Many professionals did not believe it was possible to develop CAC’s in Indian Country given the challenges involved in multi-jurisdictional coordination, lack of sustainability of current child abuse program initiatives, facility–based programming, and lack of community resources to sponsor the “mainstream” funding model for CAC’s.
NACA was formed to support existing tribal CAC programs and to promote the development of CAC’s and MDT’s in tribal communities.
NACA is committed to protecting Native children and eliminating children’s physical, sexual, psychological and spiritual abuse by providing awareness, training, building partnerships in a respectful way which honors tribal sovereignty, empowers communities, and develops tribal readiness for Seven Generations.

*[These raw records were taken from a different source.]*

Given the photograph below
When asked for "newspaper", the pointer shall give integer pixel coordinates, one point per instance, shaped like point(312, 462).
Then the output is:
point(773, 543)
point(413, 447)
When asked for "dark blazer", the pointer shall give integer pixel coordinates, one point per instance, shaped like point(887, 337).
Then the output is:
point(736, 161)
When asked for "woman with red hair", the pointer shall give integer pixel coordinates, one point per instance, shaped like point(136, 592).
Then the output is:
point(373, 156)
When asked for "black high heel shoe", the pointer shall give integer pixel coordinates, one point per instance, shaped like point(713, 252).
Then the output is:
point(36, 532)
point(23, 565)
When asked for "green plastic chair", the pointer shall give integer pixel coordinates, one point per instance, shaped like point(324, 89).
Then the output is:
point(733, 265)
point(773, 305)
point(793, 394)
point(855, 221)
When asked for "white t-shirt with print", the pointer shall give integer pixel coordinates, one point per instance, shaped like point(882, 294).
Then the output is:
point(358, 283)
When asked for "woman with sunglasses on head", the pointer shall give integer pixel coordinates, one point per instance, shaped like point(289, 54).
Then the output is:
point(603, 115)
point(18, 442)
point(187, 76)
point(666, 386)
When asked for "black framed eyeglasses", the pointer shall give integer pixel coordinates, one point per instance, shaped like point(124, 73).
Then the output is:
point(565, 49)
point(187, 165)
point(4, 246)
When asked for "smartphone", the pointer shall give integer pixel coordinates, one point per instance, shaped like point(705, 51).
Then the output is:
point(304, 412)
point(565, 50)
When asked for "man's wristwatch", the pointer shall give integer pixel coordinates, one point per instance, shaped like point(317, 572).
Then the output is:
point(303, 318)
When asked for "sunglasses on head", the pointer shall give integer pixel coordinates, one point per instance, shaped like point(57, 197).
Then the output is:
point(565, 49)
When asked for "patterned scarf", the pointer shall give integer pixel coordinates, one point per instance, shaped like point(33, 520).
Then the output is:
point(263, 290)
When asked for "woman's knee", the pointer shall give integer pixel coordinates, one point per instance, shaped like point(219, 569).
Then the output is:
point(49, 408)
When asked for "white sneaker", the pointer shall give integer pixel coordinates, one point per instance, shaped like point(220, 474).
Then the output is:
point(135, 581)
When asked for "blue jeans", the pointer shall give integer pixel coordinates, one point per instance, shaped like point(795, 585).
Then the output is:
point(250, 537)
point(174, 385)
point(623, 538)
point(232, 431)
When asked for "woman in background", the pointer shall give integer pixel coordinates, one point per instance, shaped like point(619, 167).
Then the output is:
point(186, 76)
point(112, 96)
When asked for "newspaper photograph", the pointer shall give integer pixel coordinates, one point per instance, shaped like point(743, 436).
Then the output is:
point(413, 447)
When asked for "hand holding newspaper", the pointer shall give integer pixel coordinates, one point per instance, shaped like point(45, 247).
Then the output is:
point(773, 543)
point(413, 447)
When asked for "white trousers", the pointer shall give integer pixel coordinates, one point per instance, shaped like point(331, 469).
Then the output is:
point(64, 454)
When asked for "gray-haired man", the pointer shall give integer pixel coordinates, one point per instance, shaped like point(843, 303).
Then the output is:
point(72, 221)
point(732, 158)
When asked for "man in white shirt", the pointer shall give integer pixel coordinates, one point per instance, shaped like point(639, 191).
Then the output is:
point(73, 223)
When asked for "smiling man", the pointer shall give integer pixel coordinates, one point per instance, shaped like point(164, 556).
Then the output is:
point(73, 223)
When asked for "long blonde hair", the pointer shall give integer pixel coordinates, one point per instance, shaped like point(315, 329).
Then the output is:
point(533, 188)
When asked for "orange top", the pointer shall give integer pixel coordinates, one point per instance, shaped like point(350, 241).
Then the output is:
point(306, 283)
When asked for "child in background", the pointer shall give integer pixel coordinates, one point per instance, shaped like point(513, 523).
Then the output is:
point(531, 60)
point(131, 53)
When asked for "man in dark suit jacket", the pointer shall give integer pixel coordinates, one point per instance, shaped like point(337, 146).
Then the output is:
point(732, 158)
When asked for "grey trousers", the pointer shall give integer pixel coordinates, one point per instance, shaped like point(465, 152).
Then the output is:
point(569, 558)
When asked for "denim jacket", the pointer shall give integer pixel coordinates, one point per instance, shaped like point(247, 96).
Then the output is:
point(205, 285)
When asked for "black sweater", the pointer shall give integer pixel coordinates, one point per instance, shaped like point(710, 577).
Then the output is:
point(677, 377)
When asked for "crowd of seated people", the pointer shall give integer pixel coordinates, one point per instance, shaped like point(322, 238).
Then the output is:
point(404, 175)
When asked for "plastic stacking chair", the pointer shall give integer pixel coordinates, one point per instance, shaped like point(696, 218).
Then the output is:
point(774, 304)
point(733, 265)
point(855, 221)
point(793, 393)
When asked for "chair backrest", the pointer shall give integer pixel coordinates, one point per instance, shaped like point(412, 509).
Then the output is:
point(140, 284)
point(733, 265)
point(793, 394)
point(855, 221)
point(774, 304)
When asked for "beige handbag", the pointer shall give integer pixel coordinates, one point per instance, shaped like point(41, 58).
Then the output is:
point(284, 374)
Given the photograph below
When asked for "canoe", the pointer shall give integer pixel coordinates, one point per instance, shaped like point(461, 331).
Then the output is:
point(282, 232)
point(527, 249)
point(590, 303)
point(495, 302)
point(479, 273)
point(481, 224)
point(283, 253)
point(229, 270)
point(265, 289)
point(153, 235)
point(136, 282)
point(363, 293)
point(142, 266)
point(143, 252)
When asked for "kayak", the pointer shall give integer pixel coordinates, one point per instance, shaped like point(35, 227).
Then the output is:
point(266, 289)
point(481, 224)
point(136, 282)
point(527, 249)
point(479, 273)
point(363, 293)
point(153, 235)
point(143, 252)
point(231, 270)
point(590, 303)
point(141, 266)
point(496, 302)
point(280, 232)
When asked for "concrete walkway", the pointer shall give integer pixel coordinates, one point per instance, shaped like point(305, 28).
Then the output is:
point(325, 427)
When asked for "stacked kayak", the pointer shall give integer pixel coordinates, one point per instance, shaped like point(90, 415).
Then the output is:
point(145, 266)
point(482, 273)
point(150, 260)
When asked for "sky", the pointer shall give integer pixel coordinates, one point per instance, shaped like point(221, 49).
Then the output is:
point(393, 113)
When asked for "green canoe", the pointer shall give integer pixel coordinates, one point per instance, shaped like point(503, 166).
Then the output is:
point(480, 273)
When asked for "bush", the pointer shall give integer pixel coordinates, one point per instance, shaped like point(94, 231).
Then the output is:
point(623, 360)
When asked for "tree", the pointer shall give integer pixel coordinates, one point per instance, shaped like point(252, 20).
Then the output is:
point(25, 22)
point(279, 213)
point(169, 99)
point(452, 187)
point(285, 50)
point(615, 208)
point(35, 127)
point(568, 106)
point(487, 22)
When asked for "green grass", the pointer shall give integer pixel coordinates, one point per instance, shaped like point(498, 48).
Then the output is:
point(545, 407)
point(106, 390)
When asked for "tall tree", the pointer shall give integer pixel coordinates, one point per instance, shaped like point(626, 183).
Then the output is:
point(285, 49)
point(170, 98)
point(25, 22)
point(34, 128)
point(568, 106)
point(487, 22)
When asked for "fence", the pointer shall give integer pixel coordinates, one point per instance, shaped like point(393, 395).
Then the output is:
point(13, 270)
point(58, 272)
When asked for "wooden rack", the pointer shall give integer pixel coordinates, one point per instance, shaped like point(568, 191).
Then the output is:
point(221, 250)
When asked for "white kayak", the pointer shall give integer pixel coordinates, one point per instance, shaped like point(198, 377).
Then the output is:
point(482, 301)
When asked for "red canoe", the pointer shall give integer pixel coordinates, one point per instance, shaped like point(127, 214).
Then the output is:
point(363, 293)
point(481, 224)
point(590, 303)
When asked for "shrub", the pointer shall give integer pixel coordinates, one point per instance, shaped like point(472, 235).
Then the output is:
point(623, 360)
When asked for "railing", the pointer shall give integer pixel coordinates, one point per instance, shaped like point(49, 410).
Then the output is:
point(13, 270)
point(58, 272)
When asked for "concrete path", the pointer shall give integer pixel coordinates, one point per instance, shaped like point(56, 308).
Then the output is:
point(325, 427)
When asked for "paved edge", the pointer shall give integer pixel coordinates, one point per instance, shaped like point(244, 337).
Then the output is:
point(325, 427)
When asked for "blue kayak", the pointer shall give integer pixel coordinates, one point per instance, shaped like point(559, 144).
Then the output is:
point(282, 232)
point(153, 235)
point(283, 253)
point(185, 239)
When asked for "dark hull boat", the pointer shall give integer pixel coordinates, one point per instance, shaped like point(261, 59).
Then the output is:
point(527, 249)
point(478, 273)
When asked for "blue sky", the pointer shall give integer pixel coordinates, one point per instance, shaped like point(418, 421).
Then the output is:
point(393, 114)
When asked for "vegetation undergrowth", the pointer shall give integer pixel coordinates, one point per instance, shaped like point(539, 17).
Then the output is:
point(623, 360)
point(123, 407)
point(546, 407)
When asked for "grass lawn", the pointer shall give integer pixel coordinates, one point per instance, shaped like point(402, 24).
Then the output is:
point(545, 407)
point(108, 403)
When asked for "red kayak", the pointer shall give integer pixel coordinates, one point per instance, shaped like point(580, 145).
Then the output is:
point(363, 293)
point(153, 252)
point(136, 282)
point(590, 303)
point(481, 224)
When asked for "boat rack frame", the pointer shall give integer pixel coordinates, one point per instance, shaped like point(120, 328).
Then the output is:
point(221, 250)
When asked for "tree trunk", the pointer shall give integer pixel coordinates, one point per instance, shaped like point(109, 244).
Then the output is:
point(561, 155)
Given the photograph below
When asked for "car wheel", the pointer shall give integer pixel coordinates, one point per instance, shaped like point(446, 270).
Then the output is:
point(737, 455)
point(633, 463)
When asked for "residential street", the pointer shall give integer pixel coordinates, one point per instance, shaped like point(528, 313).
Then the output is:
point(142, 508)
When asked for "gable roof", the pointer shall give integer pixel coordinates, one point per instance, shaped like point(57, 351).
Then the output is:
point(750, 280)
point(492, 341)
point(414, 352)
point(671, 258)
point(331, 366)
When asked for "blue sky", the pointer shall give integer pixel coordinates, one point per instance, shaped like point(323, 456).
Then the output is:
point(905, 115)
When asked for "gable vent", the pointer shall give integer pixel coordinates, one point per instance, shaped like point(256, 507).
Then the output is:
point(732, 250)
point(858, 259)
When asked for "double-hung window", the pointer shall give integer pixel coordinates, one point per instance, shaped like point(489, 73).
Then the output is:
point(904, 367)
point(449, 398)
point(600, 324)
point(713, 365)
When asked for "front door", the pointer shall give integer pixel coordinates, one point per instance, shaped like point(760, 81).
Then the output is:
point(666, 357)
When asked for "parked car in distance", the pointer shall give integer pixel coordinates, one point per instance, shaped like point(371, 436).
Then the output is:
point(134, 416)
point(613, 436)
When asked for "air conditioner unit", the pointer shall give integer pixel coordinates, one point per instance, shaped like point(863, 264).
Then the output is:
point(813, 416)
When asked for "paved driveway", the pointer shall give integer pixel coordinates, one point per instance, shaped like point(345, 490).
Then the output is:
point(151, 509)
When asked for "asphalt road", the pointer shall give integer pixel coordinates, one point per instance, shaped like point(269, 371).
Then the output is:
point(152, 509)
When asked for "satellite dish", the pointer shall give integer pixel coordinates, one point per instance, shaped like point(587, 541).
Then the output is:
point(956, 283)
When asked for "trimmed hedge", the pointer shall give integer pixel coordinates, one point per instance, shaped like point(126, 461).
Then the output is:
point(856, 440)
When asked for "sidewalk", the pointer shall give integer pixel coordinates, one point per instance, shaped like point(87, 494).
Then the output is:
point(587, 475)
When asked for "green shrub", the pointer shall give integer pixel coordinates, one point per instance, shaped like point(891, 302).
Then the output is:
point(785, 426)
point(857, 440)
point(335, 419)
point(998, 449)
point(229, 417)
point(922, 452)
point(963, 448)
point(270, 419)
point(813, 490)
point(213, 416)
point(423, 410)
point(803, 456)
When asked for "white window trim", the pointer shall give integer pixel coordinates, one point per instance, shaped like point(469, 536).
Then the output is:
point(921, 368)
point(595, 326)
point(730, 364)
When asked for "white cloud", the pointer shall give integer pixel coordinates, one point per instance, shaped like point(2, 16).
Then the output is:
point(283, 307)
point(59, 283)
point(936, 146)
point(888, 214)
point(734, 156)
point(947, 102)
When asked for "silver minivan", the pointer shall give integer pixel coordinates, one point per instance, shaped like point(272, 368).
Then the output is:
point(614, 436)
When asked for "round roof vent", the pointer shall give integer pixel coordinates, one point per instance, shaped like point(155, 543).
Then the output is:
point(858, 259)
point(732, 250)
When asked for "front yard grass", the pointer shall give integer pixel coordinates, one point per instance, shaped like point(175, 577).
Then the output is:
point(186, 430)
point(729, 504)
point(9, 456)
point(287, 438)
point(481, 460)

NACA was established to enhance the safety and well-being of all Native/Alaskan Native children and is well known for providing annual trainings to develop CACs for Indian Country. NACA can assess a community’s abilities to provide services regarding:
- Development of multidisciplinary teams
- Development of interagency agreements and protocols
- Increasing community understanding of child abuse
- Increasing prevention and intervention services
- Identifying valuable resources for maintaining programs
- Preparation for accreditation by the National Children’s Alliance
NACA has been expanding outreach to urban Indian populations and has developed Native-specific guides/materials to support development of CACs.